Wealthy people do business everywhere. Citi taps them through trade-offs: by supporting their companies in everything from money management to fundraising across 96 countries where boots are on the ground. A quarter of the world’s billions who are private clients will certainly not complain if some ATMs in Manila or Mumbai disappear. They want access to hot original public offerings – Citi and Goldman Sachs Group Inc. running neck and neck in subscribing to U.S. IPOs this year. With nearly $ 9.5 billion of contracts to date in 2021, Citi is also leading the global position for special purpose construction companies, or SPACs.

Unlike JPMorgan, Morgan Stanley or HSBC, Citi does not have a large asset management arm. So it offers a wider range of assets from many companies even to the customer with $ 100,000 to invest. The wider wealth work is being combined with the private bank. It is essential to simplify putting a millionaire and a billionaire under one roof, especially in an area where a new wealthy class is quickly climbing the ladder as their businesses become multinational. This is something that the pandemic has not slowed down.

Citi’s wealth unit invested $ 20 billion in new consumer net assets in Asia last year, bringing its total to $ 310 billion, which puts it behind just the heavyweights of Switzerland, UBS AG and Credit Suisse Group AG.

As long as Citi retains the consumer banks in Singapore and Hong Kong pavilion financial centers, it can divert capital from other Asian markets to improve productivity. On her first day as CEO this month, Fraser pledged to achieve zero-zero greenhouse gas emissions in funding by 2050, which should get some fresh love from the stock from sensitive funds on the environment. The purchase of shares, through which the lender has returned $ 65 billion to investors since 2015, has resumed.

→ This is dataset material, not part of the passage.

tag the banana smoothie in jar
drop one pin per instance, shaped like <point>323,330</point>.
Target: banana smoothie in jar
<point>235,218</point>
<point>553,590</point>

Before the financial crisis, Morgan Stanley was worried about whether Citi would be crushed by Citi making a play for UBS. After the 2008 turmoil, Citi Smith Barney’s precious unit fell into Morgan Stanley’s lap. There is no such pressure now. The balance sheet has spread the plague and avoided Revlon’s blow. Taking over controls to satisfy regulators is the priority. While serving, Fraser has to go up in wealth – even though that means trimming branches in Asia, and taking out fewer credit cards and mortgages. . For the last remaining world bank in the world to stand still, the Scotsman in the corner office must remain unstable in the claymore. With luck, she only has to cut the hedges.

Andy Mukherjee is a Bloomberg Opinion columnist covering business and financial services companies. He was previously a columnist for Reuters Breakingviews. He has also worked for the Straits Times, ET NOW and Bloomberg News.

This story was published from a wire group group with no text changes. Only the headline has changed.